Bryce Baringer (BEAR-ringer; born April 26, 1999) is an American professional football punter for the New England Patriots of the National Football League (NFL). He played college football for the Illinois Fighting Illini and Michigan State.

==Early life==
Baringer was born and grew up in Waterford, Michigan and attended Notre Dame Preparatory School and Marist Academy. He initially signed a National Letter of Intent to play college football at Southern Illinois, but was granted a release and committed to play at Illinois as a preferred walk-on.

==College career==
Baringer began his college career at Illinois, where he redshirted his true freshman season. After the season, he transferred to Michigan State University.

Baringer enrolled at Michigan State and originally did not plan on continuing his football career until he was contacted by the Spartans coaching staff. He took part in two tryouts, but was not offered a spot on the roster after either one. Baringer eventually joined the team after punters Jake Hartbarger and Tyler Hunt both suffered injuries during the 2018 season. He played in four games and punted 15 times for an average of 32.4 yards. Baringer was cut by the Spartans entering the 2019 season after the team added Australian punter Jack Bouwmeester to their recruiting class.

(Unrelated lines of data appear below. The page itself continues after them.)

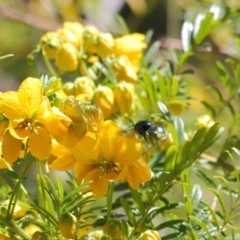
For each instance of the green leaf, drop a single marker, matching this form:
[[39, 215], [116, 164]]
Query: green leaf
[[169, 163], [197, 140], [212, 212], [154, 48], [202, 26], [128, 211], [138, 200], [186, 35], [226, 183], [11, 174], [182, 156], [224, 76], [221, 201], [202, 225], [196, 195], [209, 108], [213, 133], [179, 126], [169, 224], [205, 178]]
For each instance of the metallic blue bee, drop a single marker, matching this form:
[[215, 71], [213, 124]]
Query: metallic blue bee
[[152, 133]]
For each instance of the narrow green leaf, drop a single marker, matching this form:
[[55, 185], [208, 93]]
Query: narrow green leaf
[[202, 27], [202, 225], [196, 195], [138, 200], [186, 35], [209, 108], [182, 156], [169, 163], [212, 212], [221, 201], [128, 210], [205, 178], [213, 133], [226, 183], [11, 174], [169, 224], [179, 126], [224, 76], [153, 49]]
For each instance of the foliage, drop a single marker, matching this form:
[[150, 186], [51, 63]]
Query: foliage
[[167, 179]]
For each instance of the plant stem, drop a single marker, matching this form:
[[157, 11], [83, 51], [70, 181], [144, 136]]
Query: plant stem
[[109, 199]]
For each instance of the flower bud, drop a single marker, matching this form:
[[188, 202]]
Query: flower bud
[[125, 70], [104, 98], [17, 213], [68, 226], [72, 109], [113, 229], [68, 88], [123, 96], [3, 237], [176, 107], [93, 115], [204, 121], [84, 85], [106, 45], [149, 235], [39, 236], [66, 58], [3, 124]]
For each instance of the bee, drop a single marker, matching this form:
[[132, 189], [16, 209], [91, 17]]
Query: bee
[[152, 133]]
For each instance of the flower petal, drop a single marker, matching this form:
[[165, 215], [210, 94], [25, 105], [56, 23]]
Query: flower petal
[[138, 173], [99, 185], [111, 137], [11, 147], [130, 152], [30, 94], [63, 163], [10, 106], [86, 150], [40, 144]]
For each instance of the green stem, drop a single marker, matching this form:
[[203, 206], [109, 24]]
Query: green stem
[[11, 225], [27, 162], [109, 200], [48, 65]]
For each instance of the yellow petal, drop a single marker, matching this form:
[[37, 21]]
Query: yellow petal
[[138, 173], [40, 143], [111, 137], [130, 151], [11, 147], [81, 170], [10, 105], [30, 95], [63, 163], [99, 186], [86, 150]]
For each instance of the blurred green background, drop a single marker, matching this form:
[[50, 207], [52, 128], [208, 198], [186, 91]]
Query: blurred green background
[[23, 22]]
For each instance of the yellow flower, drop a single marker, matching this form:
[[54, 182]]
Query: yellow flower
[[84, 85], [109, 156], [149, 235], [68, 226], [25, 109], [31, 117], [124, 70], [123, 96], [104, 98], [106, 45], [66, 58], [131, 45]]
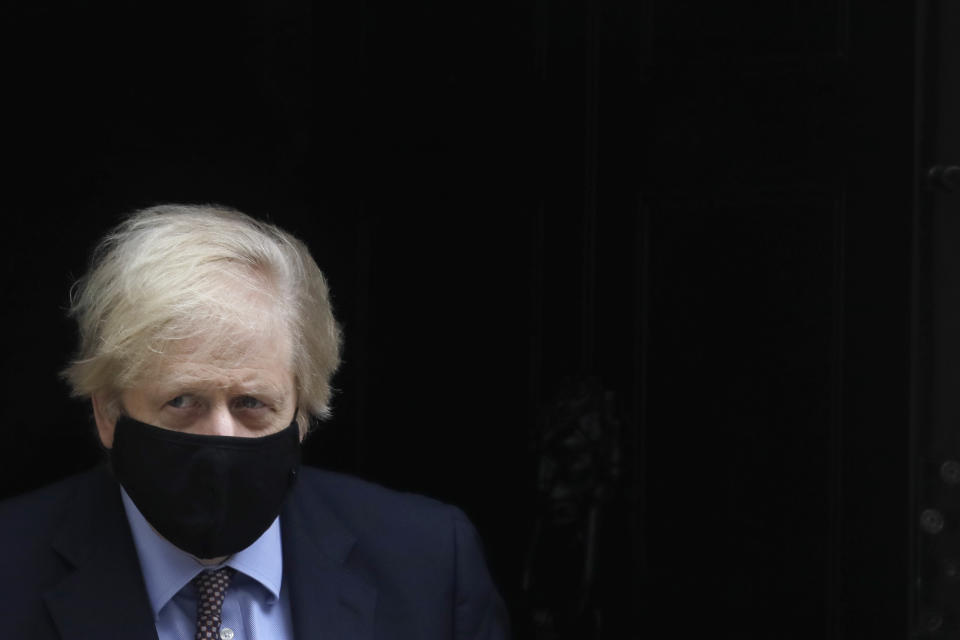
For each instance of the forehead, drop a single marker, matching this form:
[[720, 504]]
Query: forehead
[[252, 359]]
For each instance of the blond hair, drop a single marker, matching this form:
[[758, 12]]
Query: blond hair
[[174, 272]]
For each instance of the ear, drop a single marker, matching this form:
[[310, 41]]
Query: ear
[[106, 420]]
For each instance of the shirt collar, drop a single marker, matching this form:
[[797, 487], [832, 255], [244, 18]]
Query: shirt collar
[[167, 568]]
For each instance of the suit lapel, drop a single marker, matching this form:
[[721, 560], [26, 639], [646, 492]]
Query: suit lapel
[[105, 596], [329, 600]]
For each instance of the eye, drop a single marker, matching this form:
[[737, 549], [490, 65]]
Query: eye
[[248, 402], [182, 402]]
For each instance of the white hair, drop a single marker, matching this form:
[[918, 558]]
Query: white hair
[[175, 272]]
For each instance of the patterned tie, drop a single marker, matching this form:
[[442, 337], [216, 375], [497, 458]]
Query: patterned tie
[[211, 588]]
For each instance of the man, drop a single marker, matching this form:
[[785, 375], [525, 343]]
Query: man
[[207, 342]]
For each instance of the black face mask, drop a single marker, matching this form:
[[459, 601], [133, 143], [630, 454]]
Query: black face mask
[[209, 495]]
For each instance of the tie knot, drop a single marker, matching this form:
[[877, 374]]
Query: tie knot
[[215, 580], [211, 589]]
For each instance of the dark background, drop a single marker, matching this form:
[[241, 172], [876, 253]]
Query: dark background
[[700, 232]]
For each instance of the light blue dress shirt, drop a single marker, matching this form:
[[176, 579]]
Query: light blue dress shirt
[[257, 604]]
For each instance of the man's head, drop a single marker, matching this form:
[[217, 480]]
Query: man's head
[[202, 319]]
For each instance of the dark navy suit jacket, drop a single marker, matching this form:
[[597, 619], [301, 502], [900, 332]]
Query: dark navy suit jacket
[[362, 563]]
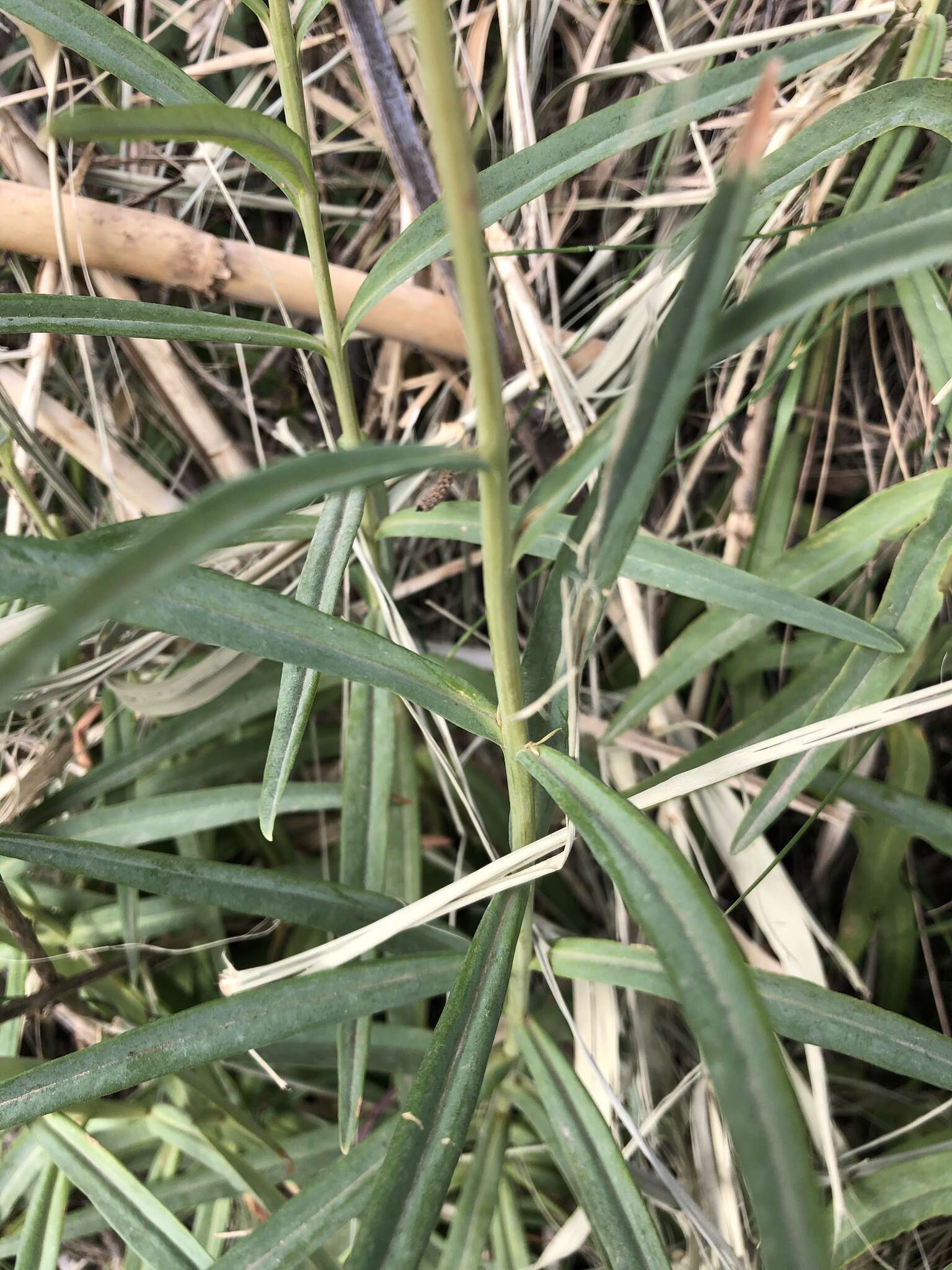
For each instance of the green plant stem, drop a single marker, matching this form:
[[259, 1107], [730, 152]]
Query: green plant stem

Baringer continued to practice punting independently and was offered to rejoin the team after Bouwmeester left the team at the conclusion of the season. He entered his redshirt junior season competing with Mitchell Crawford, a graduate transfer from UTEP, but ultimately won the punting job early in the season and averaged 43.6 yards per punt on 37 punts. As a redshirt senior, Baringer punted 59 times for a Michigan State record 48.4 yard average and was named second team All-Big Ten Conference. Baringer used the extra year of eligibility granted to college athletes in 2020 due to the COVID-19 pandemic and returned to Michigan State for a sixth year. He entered his final season ranked as the best punting prospect for the 2023 NFL Draft by ESPN analyst Mel Kiper.

==Professional career==

Baringer was selected by the New England Patriots in the sixth round, 192nd overall, of the 2023 NFL draft. He signed a standard four-year rookie contract with a total value of about $4.02 million, including a signing bonus of $178,459. He was named to the PFWA NFL All-Rookie Team.

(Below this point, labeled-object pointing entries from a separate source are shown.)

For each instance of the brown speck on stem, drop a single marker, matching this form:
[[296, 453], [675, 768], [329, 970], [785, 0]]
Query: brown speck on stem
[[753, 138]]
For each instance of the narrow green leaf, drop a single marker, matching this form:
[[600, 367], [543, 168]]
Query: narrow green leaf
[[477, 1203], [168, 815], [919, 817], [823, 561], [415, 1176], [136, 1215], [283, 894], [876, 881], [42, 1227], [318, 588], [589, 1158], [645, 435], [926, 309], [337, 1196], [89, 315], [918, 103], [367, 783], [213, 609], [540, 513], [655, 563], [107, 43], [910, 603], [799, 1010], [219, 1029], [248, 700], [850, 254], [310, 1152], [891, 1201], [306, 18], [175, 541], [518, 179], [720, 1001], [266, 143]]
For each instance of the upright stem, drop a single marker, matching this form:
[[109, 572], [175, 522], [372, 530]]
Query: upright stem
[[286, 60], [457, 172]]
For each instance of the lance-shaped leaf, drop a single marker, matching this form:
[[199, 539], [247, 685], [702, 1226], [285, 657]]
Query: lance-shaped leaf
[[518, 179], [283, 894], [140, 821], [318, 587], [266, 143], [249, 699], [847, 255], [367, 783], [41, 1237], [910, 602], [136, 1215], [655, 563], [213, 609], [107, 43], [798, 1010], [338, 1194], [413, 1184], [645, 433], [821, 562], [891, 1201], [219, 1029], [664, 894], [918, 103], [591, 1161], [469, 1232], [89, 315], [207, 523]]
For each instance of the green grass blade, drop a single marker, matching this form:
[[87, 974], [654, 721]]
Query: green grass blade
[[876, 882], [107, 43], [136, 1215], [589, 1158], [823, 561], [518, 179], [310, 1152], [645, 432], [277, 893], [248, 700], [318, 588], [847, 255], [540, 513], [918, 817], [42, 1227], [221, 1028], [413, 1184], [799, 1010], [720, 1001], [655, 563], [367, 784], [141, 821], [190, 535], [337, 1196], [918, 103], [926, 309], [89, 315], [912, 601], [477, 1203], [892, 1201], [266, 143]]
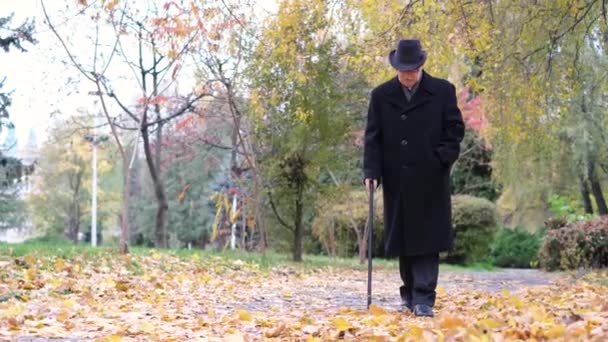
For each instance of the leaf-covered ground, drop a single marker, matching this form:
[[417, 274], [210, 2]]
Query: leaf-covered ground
[[108, 297]]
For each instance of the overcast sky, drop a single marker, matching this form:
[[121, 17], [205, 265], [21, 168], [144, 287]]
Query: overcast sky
[[39, 76]]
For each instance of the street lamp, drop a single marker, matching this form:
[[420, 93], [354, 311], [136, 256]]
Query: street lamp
[[95, 140]]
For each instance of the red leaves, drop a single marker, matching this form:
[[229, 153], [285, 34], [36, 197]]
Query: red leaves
[[153, 100]]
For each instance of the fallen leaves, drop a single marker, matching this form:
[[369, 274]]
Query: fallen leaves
[[162, 297]]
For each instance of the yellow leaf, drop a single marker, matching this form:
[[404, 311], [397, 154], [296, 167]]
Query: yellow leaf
[[415, 332], [147, 328], [489, 323], [376, 310], [110, 5], [69, 303], [30, 274], [59, 264], [62, 316], [452, 323], [244, 315], [341, 324], [276, 332], [122, 285], [30, 259], [556, 331], [235, 337]]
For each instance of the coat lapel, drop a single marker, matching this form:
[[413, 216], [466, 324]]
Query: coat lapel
[[423, 95]]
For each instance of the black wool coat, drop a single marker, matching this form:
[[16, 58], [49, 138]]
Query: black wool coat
[[410, 147]]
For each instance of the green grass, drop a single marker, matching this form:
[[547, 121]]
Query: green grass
[[58, 246]]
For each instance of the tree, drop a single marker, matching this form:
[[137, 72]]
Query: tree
[[11, 169], [11, 206], [163, 37], [61, 201], [299, 130], [12, 38]]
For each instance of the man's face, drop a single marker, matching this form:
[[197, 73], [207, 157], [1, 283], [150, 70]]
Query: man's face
[[409, 78]]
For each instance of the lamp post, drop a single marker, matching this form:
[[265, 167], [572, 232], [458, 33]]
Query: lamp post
[[95, 140]]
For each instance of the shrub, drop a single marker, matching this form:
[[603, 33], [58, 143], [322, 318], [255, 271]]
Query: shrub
[[339, 214], [581, 244], [475, 224], [516, 248]]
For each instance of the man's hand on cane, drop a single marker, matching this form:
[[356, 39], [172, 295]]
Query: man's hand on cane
[[368, 181]]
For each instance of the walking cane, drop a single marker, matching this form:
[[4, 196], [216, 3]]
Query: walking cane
[[369, 243]]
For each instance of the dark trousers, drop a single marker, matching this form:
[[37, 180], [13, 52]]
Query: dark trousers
[[419, 274]]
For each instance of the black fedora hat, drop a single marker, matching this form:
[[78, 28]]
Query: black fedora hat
[[408, 55]]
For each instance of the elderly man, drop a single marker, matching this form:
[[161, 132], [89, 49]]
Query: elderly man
[[412, 138]]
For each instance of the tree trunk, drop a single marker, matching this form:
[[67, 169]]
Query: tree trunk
[[154, 166], [159, 191], [124, 220], [599, 196], [299, 229], [596, 189], [584, 189]]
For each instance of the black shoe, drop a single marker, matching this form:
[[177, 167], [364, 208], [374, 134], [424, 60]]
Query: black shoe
[[423, 310], [405, 304]]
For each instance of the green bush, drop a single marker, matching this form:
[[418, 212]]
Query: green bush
[[516, 248], [337, 216], [475, 225], [581, 244]]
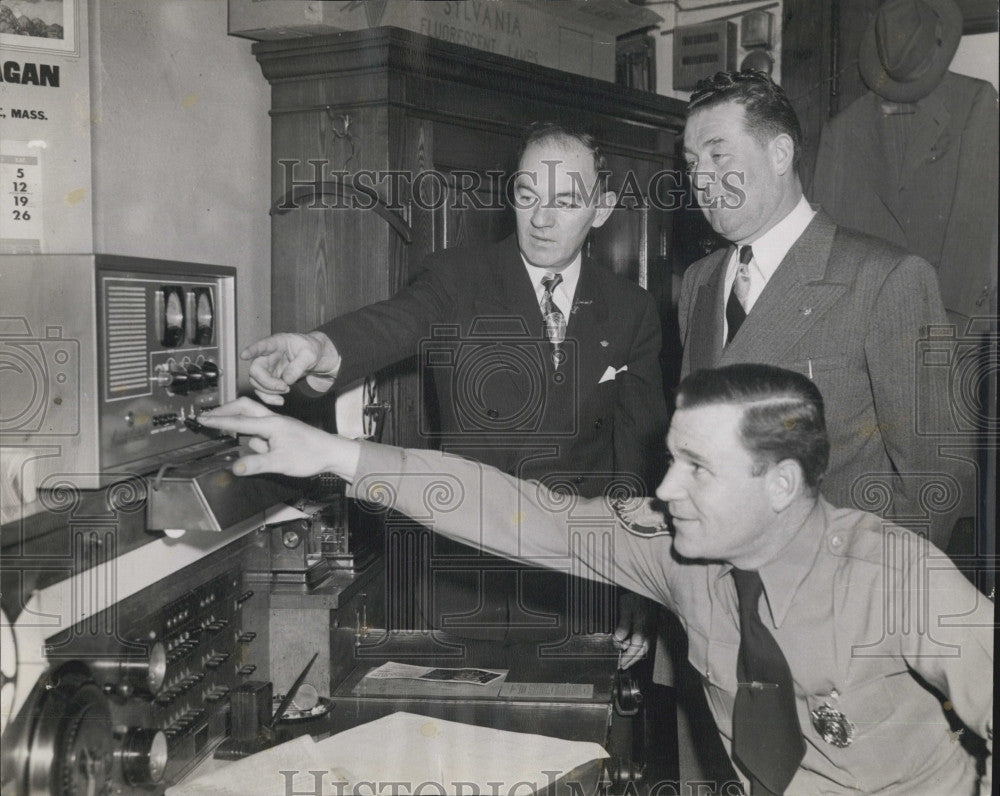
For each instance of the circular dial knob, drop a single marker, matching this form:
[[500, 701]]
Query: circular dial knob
[[195, 378], [178, 379], [211, 373], [143, 673], [143, 755]]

Baringer started his career with a punt of at least 50 yards in each of his first 26 games. The streak ended in Week 11 of the NFL 2024 season.

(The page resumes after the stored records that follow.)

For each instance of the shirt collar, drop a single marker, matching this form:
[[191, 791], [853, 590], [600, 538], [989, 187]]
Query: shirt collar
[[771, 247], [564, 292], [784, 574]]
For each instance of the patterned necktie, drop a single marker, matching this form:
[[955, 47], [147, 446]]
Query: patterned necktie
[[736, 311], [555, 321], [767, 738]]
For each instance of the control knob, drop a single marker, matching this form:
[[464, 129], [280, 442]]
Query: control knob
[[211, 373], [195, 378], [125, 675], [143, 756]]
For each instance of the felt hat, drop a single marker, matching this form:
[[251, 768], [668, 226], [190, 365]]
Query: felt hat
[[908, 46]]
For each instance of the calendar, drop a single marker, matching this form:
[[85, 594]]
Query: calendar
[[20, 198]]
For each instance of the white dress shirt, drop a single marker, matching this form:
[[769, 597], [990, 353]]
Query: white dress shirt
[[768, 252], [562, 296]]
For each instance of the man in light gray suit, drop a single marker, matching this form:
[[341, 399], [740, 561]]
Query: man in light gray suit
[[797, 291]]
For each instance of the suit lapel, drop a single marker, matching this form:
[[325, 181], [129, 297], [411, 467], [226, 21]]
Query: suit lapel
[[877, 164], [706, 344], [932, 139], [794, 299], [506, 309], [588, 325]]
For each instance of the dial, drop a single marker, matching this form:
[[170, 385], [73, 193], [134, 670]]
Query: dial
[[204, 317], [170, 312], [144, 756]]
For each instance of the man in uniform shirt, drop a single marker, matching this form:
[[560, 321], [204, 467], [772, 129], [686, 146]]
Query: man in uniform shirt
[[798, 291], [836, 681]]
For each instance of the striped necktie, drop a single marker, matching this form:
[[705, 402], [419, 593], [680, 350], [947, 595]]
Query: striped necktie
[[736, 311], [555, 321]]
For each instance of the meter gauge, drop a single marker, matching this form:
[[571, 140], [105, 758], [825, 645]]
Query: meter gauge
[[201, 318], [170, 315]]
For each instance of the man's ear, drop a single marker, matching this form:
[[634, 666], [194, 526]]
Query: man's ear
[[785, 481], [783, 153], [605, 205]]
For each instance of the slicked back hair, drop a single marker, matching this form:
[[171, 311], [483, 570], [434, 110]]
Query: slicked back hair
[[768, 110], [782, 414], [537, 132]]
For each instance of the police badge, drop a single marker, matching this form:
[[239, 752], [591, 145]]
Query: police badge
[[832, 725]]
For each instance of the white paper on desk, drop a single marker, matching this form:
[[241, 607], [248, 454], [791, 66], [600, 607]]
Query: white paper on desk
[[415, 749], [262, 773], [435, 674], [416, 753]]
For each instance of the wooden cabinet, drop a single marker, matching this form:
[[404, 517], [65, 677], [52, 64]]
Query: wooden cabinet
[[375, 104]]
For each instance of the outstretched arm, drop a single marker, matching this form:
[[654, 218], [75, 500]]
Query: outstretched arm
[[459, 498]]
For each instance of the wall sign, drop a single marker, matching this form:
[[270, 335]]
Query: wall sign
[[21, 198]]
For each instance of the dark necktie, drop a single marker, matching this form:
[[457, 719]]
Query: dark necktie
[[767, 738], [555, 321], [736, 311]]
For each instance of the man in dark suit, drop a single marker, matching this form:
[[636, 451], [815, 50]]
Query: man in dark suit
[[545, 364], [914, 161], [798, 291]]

In the 2025 season, Baringer punted 51 times for 2,416 yards for a 47.4 average. In Super Bowl LX, he punted eight times for a 44.5 average in the 29–13 loss to the Seattle Seahawks.

On September 1, 2026, Baringer was placed on injured reserve.

Pre-draft measurables
| Height | Weight | Arm length | Hand span | Wingspan |
| 6 ft 1+3⁄4 in (1.87 m) | 216 lb (98 kg) | 30+1⁄2 in (0.77 m) | 9 in (0.23 m) | 6 ft 2+1⁄4 in (1.89 m) |
All values from NFL Combine

== NFL career statistics ==

Legend
|  | Led the league |
| Bold | Career high |

===Regular season===

| Year | Team | GP | Punting |  |  |  |  |  |  |  |
| Punts | Yds | Lng | Avg | Net Avg | Blk | Ins20 | RetY |
| 2023 | NE | 17 | 98 | 4,598 | 79 | 46.9 | 40.8 | 0 | 38 | 441 |
| 2024 | NE | 17 | 70 | 3,486 | 75 | 49.8 | 41.7 | 0 | 31 | 406 |
| 2025 | NE | 17 | 51 | 2,416 | 73 | 47.4 | 40.6 | 0 | 21 | 265 |
| Career |  | 51 | 219 | 10,500 | 79 | 47.9 | 41.0 | 0 | 90 | 1,112 |

=== Postseason ===

| Year | Team | GP | Punting |  |  |  |  |  |  |  |
| Punts | Yds | Lng | Avg | Net Avg | Blk | Ins20 | RetY |
| 2025 | NE | 3 | 19 | 766 | 55 | 40.3 | 37.3 | 0 | 6 | 37 |
| Career |  | 3 | 19 | 766 | 55 | 40.3 | 37.3 | 0 | 6 | 37 |

==Personal life==
Baringer is a close friend of professional golfer James Piot, who was also his roommate at Michigan State.